Calls Are Growing To Declassify Rosenstein Memo on Mueller Investigation, Too

Sept. 27, 2018 (EIRNS)—Longstanding Bush family counsel C. Boyden Gray and former U.S. Attorney General Michael Mukasey are the latest to argue for the President to declassify Deputy AG Rod Rosenstein’s August 2017 memo amplifying Robert Mueller’s mandate, along with the other “Russiagate” documents.

Justice Department Special Counsel regulations (28 CFR SEC. 600 et seq.), and the regulations contained in the DOJ’s “Domestic Investigations and Operations Guide” require that any Special Counsel investigation be predicated on an identified criminal offense, before the investigation can begin, Gray and Mukasey point out in an op-ed in The Hill yesterday.

No such criminal offense is identified in Deputy Attorney General Rod Rosenstein’s May 17, 2017 letter appointing Robert Mueller as Special Counsel. Rosenstein amplified on Mueller’s mandate in an Aug. 2, 2017 memo—but that remains classified.

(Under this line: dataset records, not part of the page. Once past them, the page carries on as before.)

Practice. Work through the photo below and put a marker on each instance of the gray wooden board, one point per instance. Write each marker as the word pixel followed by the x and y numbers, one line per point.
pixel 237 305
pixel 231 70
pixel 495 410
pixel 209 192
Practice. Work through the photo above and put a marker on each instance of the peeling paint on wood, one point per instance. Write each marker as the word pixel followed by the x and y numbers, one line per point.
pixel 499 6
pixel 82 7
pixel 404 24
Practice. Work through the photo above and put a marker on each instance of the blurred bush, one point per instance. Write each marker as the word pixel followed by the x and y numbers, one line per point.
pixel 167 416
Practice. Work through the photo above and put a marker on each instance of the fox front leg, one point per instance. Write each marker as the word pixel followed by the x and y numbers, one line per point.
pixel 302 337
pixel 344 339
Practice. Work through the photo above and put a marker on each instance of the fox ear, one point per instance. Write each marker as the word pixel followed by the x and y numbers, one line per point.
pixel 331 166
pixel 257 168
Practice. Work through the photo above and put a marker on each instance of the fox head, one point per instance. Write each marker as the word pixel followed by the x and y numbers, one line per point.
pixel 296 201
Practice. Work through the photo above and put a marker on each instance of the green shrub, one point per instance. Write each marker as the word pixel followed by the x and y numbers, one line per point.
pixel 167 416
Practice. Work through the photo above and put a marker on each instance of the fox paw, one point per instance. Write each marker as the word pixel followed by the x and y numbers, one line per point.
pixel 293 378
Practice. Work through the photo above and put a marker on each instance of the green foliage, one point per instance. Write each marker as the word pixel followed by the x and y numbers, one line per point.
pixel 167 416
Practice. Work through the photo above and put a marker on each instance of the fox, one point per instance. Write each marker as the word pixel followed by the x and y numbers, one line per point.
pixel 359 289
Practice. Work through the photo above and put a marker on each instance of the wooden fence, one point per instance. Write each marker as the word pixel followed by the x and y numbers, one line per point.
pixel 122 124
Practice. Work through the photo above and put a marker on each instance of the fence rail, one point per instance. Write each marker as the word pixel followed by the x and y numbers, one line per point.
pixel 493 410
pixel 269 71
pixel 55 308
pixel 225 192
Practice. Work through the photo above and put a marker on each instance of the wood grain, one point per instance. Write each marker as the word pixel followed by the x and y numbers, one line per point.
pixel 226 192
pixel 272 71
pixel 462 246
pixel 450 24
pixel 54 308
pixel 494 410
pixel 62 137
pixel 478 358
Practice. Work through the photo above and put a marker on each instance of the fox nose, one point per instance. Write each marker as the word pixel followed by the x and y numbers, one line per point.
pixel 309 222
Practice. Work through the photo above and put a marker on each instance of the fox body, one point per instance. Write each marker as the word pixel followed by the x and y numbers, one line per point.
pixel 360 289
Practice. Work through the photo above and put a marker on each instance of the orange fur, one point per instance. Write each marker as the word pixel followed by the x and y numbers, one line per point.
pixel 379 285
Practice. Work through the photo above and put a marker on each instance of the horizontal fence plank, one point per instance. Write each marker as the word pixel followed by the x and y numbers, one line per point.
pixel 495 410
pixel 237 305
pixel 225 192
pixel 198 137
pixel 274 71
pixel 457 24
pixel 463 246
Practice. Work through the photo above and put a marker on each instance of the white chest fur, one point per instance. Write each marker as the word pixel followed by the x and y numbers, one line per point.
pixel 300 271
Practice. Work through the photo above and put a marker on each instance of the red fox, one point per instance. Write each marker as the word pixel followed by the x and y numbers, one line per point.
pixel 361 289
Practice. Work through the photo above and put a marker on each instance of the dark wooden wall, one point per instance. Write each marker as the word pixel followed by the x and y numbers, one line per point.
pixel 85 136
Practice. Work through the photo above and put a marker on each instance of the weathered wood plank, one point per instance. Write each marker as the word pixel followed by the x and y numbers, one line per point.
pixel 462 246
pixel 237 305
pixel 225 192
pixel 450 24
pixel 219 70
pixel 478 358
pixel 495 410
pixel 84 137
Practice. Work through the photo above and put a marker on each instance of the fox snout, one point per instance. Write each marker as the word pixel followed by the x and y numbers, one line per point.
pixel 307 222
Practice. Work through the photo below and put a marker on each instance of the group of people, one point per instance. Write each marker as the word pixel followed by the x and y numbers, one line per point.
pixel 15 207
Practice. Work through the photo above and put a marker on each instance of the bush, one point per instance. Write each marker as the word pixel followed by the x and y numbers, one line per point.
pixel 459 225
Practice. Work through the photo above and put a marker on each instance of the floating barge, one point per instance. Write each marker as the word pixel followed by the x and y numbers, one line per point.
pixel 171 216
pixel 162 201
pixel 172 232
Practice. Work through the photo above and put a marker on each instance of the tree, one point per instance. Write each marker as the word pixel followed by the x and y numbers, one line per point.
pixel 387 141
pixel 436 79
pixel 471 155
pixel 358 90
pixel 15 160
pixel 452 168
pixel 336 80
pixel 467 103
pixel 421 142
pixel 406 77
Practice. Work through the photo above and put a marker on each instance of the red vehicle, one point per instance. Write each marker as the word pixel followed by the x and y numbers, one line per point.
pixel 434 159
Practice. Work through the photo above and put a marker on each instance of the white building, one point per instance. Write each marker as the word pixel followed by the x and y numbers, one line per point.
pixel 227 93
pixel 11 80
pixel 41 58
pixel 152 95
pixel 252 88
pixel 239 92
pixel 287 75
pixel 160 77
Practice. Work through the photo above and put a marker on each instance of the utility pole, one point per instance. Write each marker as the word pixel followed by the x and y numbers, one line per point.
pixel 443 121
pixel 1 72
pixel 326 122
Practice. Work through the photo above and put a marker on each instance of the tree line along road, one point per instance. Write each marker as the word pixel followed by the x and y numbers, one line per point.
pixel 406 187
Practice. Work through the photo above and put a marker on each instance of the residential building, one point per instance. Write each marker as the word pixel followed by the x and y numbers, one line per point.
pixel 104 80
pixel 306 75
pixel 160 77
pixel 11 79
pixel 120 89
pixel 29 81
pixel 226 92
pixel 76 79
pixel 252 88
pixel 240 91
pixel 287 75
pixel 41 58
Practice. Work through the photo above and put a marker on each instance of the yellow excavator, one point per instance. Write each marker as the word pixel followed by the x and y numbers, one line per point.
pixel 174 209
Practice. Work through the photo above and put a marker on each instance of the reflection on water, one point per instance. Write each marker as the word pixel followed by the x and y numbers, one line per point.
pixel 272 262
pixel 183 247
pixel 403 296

If there was no crime identified, they argue,

“This, then, would be a complete perversion of the American tradition of investigating crimes, not persons, as so eloquently articulated by then-Attorney General (later Supreme Court Justice) Robert H. Jackson in 1940, when he observed that the prosecutor’s most dangerous power is that he will pick people that he thinks he should get, rather than cases that need to be prosecuted.”

(Boyden Gray, who played his designated role in the 1980s “Get LaRouche” operation as Vice-President Bush’s counsel during the Boston case, certainly knows a thing or two about prosecutorial abuse.)